Бородатый Саша рассуждает:

– У нас бригадир больше как вроде завхоз. А вождь понятие ранне- и средневековое плюс Ленин-Сталин. И как совместить?

– Сейчас надо не умничать, а раздеваться и осматриваться от клещей, - сурово говорит Анатолий.
– Клещ ползает два часа перед тем, как впиться. Два часа дано на его обнаружение. Надо слушать зуд.

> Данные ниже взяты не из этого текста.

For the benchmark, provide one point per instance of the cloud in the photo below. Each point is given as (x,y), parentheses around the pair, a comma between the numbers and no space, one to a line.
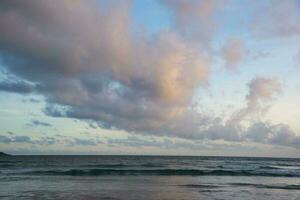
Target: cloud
(261,92)
(277,19)
(83,142)
(195,19)
(107,74)
(39,123)
(18,86)
(14,139)
(84,58)
(233,52)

– Племя в груду, слушай зуду, - тут же возглашает Толя.
– Главный труд - слушать зуд. О, дождь, на плешь нам не плещи, по нам скитаются клещи.

И в самом деле накрапывает дождик. Дождинки, падая на костер, как бы вспыхивают, вздыхают коротко.

Клещей на телах не обнаружено. Идем в храм на вечернее правило. Ваня не хочет идти спать, тоже идет с нами. Леша доволен сыном, сообщает:

– И души и тела чисты, шагаем в церковь я и ты.

Толя:

– Я плакал около березы, и гас костер, приемля слезы.

Володя подсобляет свергать бригадира:

– Кто первым был, тот стал последним, но сохраняет нервы средний.

Зажигаем свечки. Кажется, только что читали вечернее правило, а

сутки пролетели. То есть они были длинными, не как в городе, здесь время протяжнее, но все равно летящее. Еще три дня, и пойдем со всеми дальше, в Великорецкое. Завтра они выходят из Вятки.

Перед сном ходил за водой для утреннего чая. В лесу, наедине с собой, громко, не стесняясь своего плохого голоса, запел. Птицы смолкли. То ли испугались, то ли заслушались. «Настало время мое».

* * *

Под холоднющим дождем пришлось идти в другой раз. Думали, машина довезет. Как и в тот раз, забуксовала. Вытаскивали. Еще попытались ехать, вообще сели. Вытаскивали. Все в глине. Дождь хлещет. Вещи разобрали, надо идти.

– Господь труды любит, - говорит вождь.
– А вы комфорта хотели. Крестоходцы это не крестоедцы.

Никто иначе и не думает. Не идем, а ползем. Не до разговоров. Усталость полезна. Молитва усиливается. Отдых под деревом. Знаем, в вещах не только продовольствие, топоры, лопаты, пила и гвозди, но и лекарство от простуды. Молчим. А как вождь? Молчит. Спасает поэт: «Глас вопиющих из-под ели вождь слышал. Только еле-еле».

Вождь, выдержав мхатовскую паузу, отмеряет по полпорции. Читаем «Отче наш». Малостью подношения не оскорбляемся. Это только начать. И поэт вскоре: «Таким людям нельзя не восхищаться, когда с им^м я вынужден общаться». Вождь ценит поэзию, наливает. Да и нести будет полегче, груз уменьшается.